Why are so many people falling into this trap? The answer lies in both marketing and psychology. Travel agents and credit card companies present debt as convenience. A family package is advertised with the option to “pay in simple EMIs.” A swipe at checkout converts your bill into instalments without you even noticing. Buy-now-pay-later schemes add another layer of temptation by making borrowing look casual and commitment-free. Add to this the influence of social media. Seeing friends and colleagues post photos from Europe, Bali, or Dubai creates pressure. Vacations are no longer just about rest; they have become symbols of lifestyle and status.

The financial consequences, however, are serious. A two lakh rupee trip booked on a credit card can balloon to two lakh sixty thousand or more if not cleared in time, thanks to annual interest rates of over thirty percent. Even a personal loan at fifteen percent interest adds forty to fifty thousand rupees in cost, not to mention processing fees and late penalties if repayment falters. This means the actual cost of the trip is far higher than what was initially planned.

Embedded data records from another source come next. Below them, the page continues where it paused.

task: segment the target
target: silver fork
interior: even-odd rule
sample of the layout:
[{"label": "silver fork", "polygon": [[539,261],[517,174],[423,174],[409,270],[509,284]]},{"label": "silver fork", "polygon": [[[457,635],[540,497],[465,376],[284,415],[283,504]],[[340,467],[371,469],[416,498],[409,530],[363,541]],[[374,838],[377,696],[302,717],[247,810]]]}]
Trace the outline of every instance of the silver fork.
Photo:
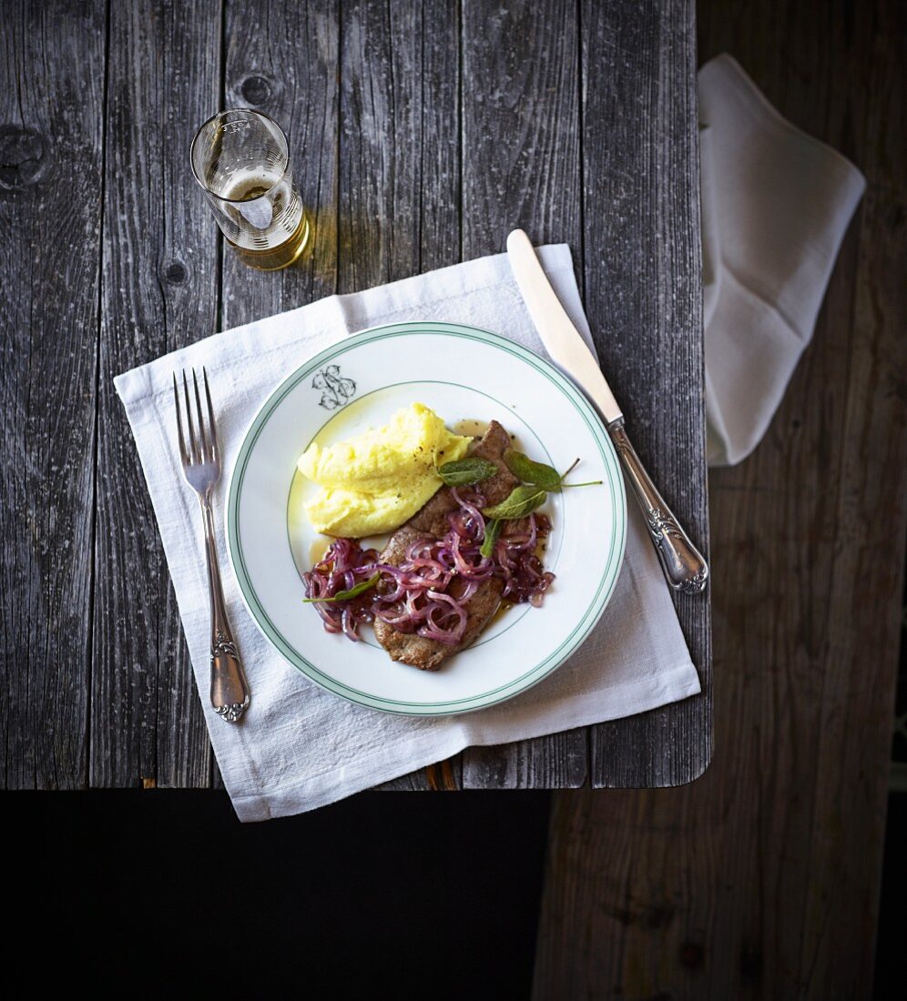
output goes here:
[{"label": "silver fork", "polygon": [[249,705],[249,683],[234,643],[226,610],[223,608],[223,589],[220,586],[220,571],[217,567],[217,545],[214,535],[214,517],[211,512],[211,492],[220,478],[220,449],[217,447],[217,427],[214,423],[214,408],[211,406],[211,392],[207,384],[207,372],[201,369],[204,395],[207,401],[207,431],[201,410],[201,396],[198,379],[192,369],[192,385],[195,389],[195,415],[198,434],[192,421],[192,400],[189,394],[185,370],[182,371],[182,390],[185,401],[185,416],[188,424],[188,448],[182,433],[182,412],[179,408],[179,389],[176,373],[173,372],[173,399],[176,402],[176,431],[179,435],[179,457],[182,459],[182,474],[186,482],[198,494],[201,517],[204,521],[204,552],[207,556],[207,585],[211,600],[211,705],[221,719],[236,723]]}]

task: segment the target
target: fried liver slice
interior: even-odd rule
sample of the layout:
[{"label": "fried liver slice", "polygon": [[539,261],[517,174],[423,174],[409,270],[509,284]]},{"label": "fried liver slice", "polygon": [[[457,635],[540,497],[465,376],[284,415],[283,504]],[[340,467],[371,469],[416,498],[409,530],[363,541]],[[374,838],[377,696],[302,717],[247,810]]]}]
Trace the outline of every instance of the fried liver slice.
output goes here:
[{"label": "fried liver slice", "polygon": [[[487,458],[498,467],[497,473],[483,480],[480,486],[489,507],[506,499],[514,486],[519,484],[519,480],[504,465],[503,455],[509,446],[510,436],[496,420],[492,420],[488,430],[470,453],[479,458]],[[447,516],[457,508],[450,487],[443,486],[391,536],[381,553],[381,563],[399,567],[413,543],[420,539],[442,539],[450,529]],[[429,640],[415,633],[401,633],[380,619],[375,620],[375,636],[390,654],[391,660],[410,664],[422,671],[437,671],[446,660],[468,647],[482,632],[500,605],[502,590],[503,582],[495,577],[479,585],[476,593],[464,606],[466,629],[463,639],[456,646],[438,643],[437,640]]]}]

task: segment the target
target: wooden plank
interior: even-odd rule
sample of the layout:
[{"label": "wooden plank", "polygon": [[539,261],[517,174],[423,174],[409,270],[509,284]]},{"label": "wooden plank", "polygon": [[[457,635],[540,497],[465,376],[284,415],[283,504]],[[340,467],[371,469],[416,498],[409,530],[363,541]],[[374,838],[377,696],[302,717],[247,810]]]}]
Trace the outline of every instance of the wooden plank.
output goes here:
[{"label": "wooden plank", "polygon": [[[586,310],[636,450],[708,553],[694,6],[585,3],[582,25]],[[710,597],[674,604],[703,693],[594,727],[593,786],[673,786],[709,764]]]},{"label": "wooden plank", "polygon": [[460,232],[459,31],[443,0],[343,4],[340,291],[449,264]]},{"label": "wooden plank", "polygon": [[223,244],[222,329],[337,291],[338,8],[228,0],[224,106],[263,111],[284,129],[313,236],[300,261],[278,272],[246,266]]},{"label": "wooden plank", "polygon": [[0,19],[5,789],[87,774],[106,27],[69,6]]},{"label": "wooden plank", "polygon": [[734,51],[869,189],[766,439],[710,477],[719,753],[688,788],[556,798],[537,997],[871,994],[907,524],[905,25],[893,0],[846,33],[824,11],[701,5],[704,57]]},{"label": "wooden plank", "polygon": [[92,786],[209,782],[201,705],[112,379],[214,329],[215,230],[188,149],[219,103],[220,37],[210,4],[110,5]]},{"label": "wooden plank", "polygon": [[[459,30],[442,0],[341,7],[341,292],[457,259]],[[460,785],[458,761],[385,790]]]},{"label": "wooden plank", "polygon": [[[566,241],[580,263],[577,8],[567,0],[489,10],[462,5],[464,259],[504,249],[522,226],[533,241]],[[585,730],[463,754],[471,789],[579,786]]]}]

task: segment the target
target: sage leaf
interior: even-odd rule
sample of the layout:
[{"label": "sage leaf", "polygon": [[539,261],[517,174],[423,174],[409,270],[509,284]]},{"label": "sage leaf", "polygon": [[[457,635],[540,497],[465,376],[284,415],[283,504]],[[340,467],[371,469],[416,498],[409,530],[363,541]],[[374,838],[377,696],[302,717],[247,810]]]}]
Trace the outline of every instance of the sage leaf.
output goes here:
[{"label": "sage leaf", "polygon": [[438,475],[448,486],[469,486],[495,475],[494,462],[487,458],[458,458],[438,466]]},{"label": "sage leaf", "polygon": [[485,526],[485,538],[482,540],[482,545],[479,547],[479,553],[481,553],[486,559],[494,552],[494,544],[497,542],[497,537],[500,534],[501,520],[499,518],[493,518]]},{"label": "sage leaf", "polygon": [[486,518],[512,522],[531,515],[536,508],[545,503],[547,495],[539,486],[515,486],[506,500],[496,504],[493,508],[484,508],[482,514]]},{"label": "sage leaf", "polygon": [[361,581],[354,588],[350,588],[348,591],[338,591],[338,593],[331,598],[304,598],[303,603],[348,602],[351,598],[359,598],[360,595],[364,595],[367,591],[371,591],[380,580],[381,575],[376,574],[374,577],[370,577],[368,581]]},{"label": "sage leaf", "polygon": [[560,489],[563,477],[557,469],[545,465],[544,462],[535,462],[515,448],[508,448],[504,452],[504,464],[524,483],[532,483],[533,486],[540,486],[543,490]]}]

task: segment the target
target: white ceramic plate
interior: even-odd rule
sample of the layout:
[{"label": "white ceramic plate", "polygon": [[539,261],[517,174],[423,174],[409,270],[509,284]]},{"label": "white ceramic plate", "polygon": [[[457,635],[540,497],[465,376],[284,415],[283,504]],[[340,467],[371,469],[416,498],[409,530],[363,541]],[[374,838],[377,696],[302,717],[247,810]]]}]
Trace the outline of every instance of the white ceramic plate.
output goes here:
[{"label": "white ceramic plate", "polygon": [[[351,643],[322,629],[303,604],[301,574],[321,555],[302,511],[312,484],[296,460],[425,403],[457,429],[491,419],[531,458],[574,480],[601,479],[549,494],[553,524],[545,567],[555,581],[541,609],[511,608],[440,671],[395,664],[370,627]],[[265,636],[305,675],[351,702],[387,713],[446,716],[510,699],[541,681],[585,640],[623,561],[626,499],[617,456],[575,386],[505,337],[454,323],[398,323],[355,334],[309,359],[266,400],[231,477],[228,547],[249,611]],[[319,543],[322,543],[320,547]]]}]

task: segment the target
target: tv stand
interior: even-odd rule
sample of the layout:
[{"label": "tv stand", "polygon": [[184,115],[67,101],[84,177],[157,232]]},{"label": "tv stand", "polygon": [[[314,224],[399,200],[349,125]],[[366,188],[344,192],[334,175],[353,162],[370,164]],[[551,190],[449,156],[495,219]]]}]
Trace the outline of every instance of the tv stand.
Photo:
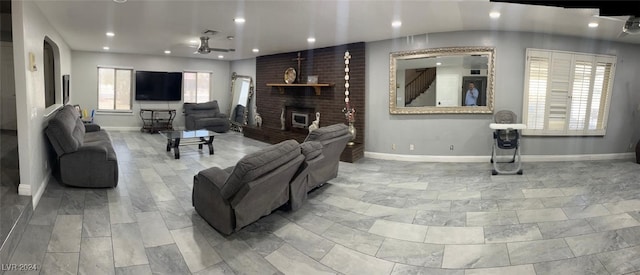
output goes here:
[{"label": "tv stand", "polygon": [[142,128],[140,132],[157,133],[162,130],[173,130],[175,109],[140,109]]}]

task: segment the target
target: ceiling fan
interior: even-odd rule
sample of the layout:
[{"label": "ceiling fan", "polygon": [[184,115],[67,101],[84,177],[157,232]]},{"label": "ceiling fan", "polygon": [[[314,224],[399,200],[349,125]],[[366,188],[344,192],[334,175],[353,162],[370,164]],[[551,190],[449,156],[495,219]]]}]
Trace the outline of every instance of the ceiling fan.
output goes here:
[{"label": "ceiling fan", "polygon": [[622,26],[622,32],[618,37],[624,37],[627,34],[638,34],[640,33],[640,17],[629,16],[629,20],[624,23]]},{"label": "ceiling fan", "polygon": [[209,47],[209,36],[206,36],[206,34],[211,34],[211,35],[215,35],[216,33],[218,33],[217,31],[212,31],[212,30],[207,30],[204,32],[205,35],[200,36],[200,46],[198,46],[198,49],[196,50],[195,53],[197,54],[208,54],[211,52],[235,52],[236,49],[221,49],[221,48],[211,48]]},{"label": "ceiling fan", "polygon": [[629,34],[640,33],[640,17],[633,16],[633,15],[629,16],[627,19],[621,19],[620,18],[621,16],[612,17],[612,16],[594,15],[593,17],[599,18],[599,19],[611,20],[611,21],[624,22],[624,25],[622,25],[622,32],[620,32],[620,34],[618,35],[618,38],[625,37]]}]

The hidden cost is even larger. Every EMI paid toward a holiday loan is money that could have been invested. Over time, investments grow through compounding, building long-term wealth and financial security. By using that money to repay holiday debt instead, individuals are not only losing money today but also giving up on the wealth they could have created in the future.

There is also an emotional dimension. A vacation should bring joy and lightness. But when it is funded through loans, the bills that arrive later can turn happy photos into reminders of debt. Instead of looking back at a trip fondly, people end up associating it with stress. This emotional weight is often ignored when signing up for loans, but it hits hard once repayments start.

The numbers reveal a national habit. Research shows that more than a quarter of Indians now borrow to travel. For lenders, it is a growing business segment. For borrowers, it is a growing financial risk. The convenience of a swipe today creates a liability that quietly follows you back home, taking away the peace of mind that the holiday was meant to bring.

A trip lasts for a few days or weeks. The repayment, however, can last for years. And with every EMI, the true cost of the holiday becomes clearer. You are not just paying for experiences once; you are paying many times over with interest, with lost opportunities, and with the unease of knowing that yesterday’s fun is today’s liability.

Before signing up for a holiday loan, it is worth asking one simple question. Am I willing to keep paying for yesterday at the cost of tomorrow? If the answer is no, then the wiser choice is to plan, save, and travel debt-free.